ポンコツ女子、異世界でのんびり仕立屋はじめます

 そして忙しい年末が始まった。昼間は昼間でお客さまが多いし、お店が閉まってからは自分の部屋でレジンアクセサリーの練習。正直、寝る時間も惜しいくらいだった。

 友達に教えてもらったときはもう少し上手くできたのに、レジンがきれいな形にならない。まずは型を調整することから始めなければいけなかった。

 本当に新年までに、ウォルに渡せるレベルのものが完成するのだろうか。

 弱気になってしまったときは、鞭の使い方がうまいクラレットに喝を入れてもらった。簡単に飴はくれないのが彼女らしいけれど。

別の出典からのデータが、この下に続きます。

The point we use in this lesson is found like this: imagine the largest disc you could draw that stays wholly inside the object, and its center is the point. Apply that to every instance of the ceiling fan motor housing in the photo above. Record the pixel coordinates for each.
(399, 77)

 かじかむ手の冷たさと、ランプの薄暗さの下での作業にも慣れてきたころ、今年最後の日がやってきた。

「やあケイト。取りに来るのが遅くなってすまないね」

 開店直後の時間にウォルがやって来た。クラレットが届け物をしに行ってしまったので、私ひとりで対応しなければならない。

『万が一ウォルさまがいらしたら、くれぐれも気を付けて』と言っていた彼女の言葉を思い出すと、緊張で動作がぎこちなくなってしまいそうだった。

「とんでもないです。私がぎりぎりまで待って欲しいってお願いしたせいですし」

 今日のウォルは服がやたらときらびやかだ。よく見ると裏地に金の糸で刺繍がびっしりとほどこされている白いマント、タキシードというよりは軍服のような形の、たくさんの勲章がつけられた白いスーツ。

「今日のお召し物はすごく華やかですね」

 そう告げると、ウォルは今気付いたかのように自分の身体をひねって見下ろした。

「ああ、これのこと。年明けに向けてちょっと大げさにしないといけなくてね。ケイトはどう思う? この服装」

「すごくお似合いだと思いますよ。王子さまみたい」

 素直な褒め言葉だったのに、ウォルはおかしそうに笑い始めた。